Marie-Louis. — Ceux dont je vous parle, Béatrice, ont été frappés, non pas par l’erreur des hommes, qui est réparable, mais par celle de la nature, qui est indélébile. Ah ! je les connais, ces malheureux, j’ai visité leur bagne qui est immense, grand comme la terre où ils sont condamnés à assister au bonheur des autres… et je pleure sur ces infortunés qui ont sur les lèvres des paroles désespérées que l’on n’entendra jamais… car ils ne les prononceront jamais… jamais !…

Béatrice. — Mon pauvre enfant !…

Marie-Louis. — Oui, oui, je suis un pauvre enfant, un enfant qui vous supplie de rester. Il faut être meilleure que nous… Qu’est-ce que je vous demande ?… un peu de patience encore… un peu de pitié pour nous tous… pour moi qui veux vous voir… vous voir heureuse… j’y travaillerai, Béatrice… Jean vous aimera encore !…


Scène IX

LES MÊMES, NANETTE

Nanette, une lampe à la main, s’en va à la cheminée chercher des objets oubliés sur un escabeau, elle s’attarde là, regardant sournoisement Béatrice et Marie-Louis.

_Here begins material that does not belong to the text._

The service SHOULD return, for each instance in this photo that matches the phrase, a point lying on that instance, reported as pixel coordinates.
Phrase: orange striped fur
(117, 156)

Marie-Louis, bas, à Béatrice. — J’ai votre promesse… Vous me jurez…

Béatrice, avec un geste de résignation. — Oui !

Ils se séparent. Marie-Louis s’en va par la porte du fond, à gauche, et Béatrice par l’escalier. Nanette les regarde partir, et restée monte à son tour l’escalier. Elle s’arrête à la porte que vient de refermer Béatrice, écoute un instant et redescend à pas silencieux, tenant sa lampe.